Но Горький, задерживая пьесу, поломал намеченный Немировичем-Данченко порядок. Только за день до сбора труппы и за десять дней до приезда Станиславского, а именно 9 августа 1902 года, Немирович-Данченко получил от него пьесу, за которой ему пришлось ехать к нему в Арзамас. Лужский записал в дневнике 13 августа: «Чтение новой пьесы М. Горького “На дне”. Присутствовала вся труппа, находящаяся в Москве» [1]. Более ничего из подготовительной работы сделано не было.

Работа закипела с приездом Станиславского и поглотила без перерыва несколько дней подряд. На следующий же по приезде день он в Любимовке читал вслух «На дне». Это было 20 августа.
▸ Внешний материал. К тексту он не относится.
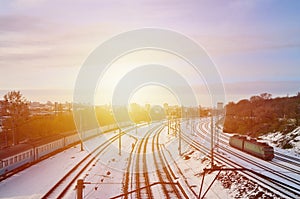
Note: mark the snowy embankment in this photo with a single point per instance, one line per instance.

Вечером 21 августа в Москве прошло заседание Правления, на котором приблизительно распределили роли, а 22‑го беседовали с труппой о пьесе. Лужский записал в дневнике: «… одна из оживленных бесед, хотя несколько отвлеченная от самой пьесы» [2]. Того же 22 августа Немировичу-Данченко, Станиславскому и Симову представилась возможность побывать в ночлежках Хитрова рынка.

Отношения к впечатлениям от незнакомой среды сложились разные. Немирович-Данченко в сравнении пьесы с жизнью постиг «глубину и простоту “трагедии человеческого падения”, нарисованной Горьким». Станиславский воспринял все эмоционально: «Ужас!» Впоследствии он описал свое впечатление в «Моей жизни в искусстве», заново его переживая и снабжая яркими подробностями небезопасного ночного визита в уголовный мир, которые заставили Немировича-Данченко написать на полях: «Опять К. С. увлекся: дело было днем и вообще не страшно».

Этот частный спор иллюстрирует крайние полюсы их темпераментов и их творческой фантазии: холодноватая наблюдательность Немировича-Данченко и пылкое переживание Станиславского. Истина в данном споре лежала посередине. Она передана третьим участником путешествия на Хитровку — Симовым. Он в своих воспоминаниях рассказывает: «Отправились мы туда под вечер, когда обитатели и завсегдатаи “дна” стекаются обратно в свои берлоги. Днем, по словам “дяди Гиляя” (прозвище Гиляровского), там ничего необходимого и важного для нас нельзя встретить» [3].

{156} 24 и 25 августа снова в Любимовке Станиславский и Симов в присутствии Немировича-Данченко клеили макеты. Два макета показались ему близкими к замыслу Горького, «с настроением и интересны». 25 же августа Немирович-Данченко уехал в Петербург хлопотать о пьесе «На дне» в цензуре. К его возвращению 27 августа Станиславскому были вручены два первых действия пьесы, переписанные переписчиком и переплетенные с чистыми листами для внесения туда режиссерского плана. На следующий день Станиславский уехал в Любимовку, где писал план с 28 августа по 17 сентября, изредка наезжая в Москву.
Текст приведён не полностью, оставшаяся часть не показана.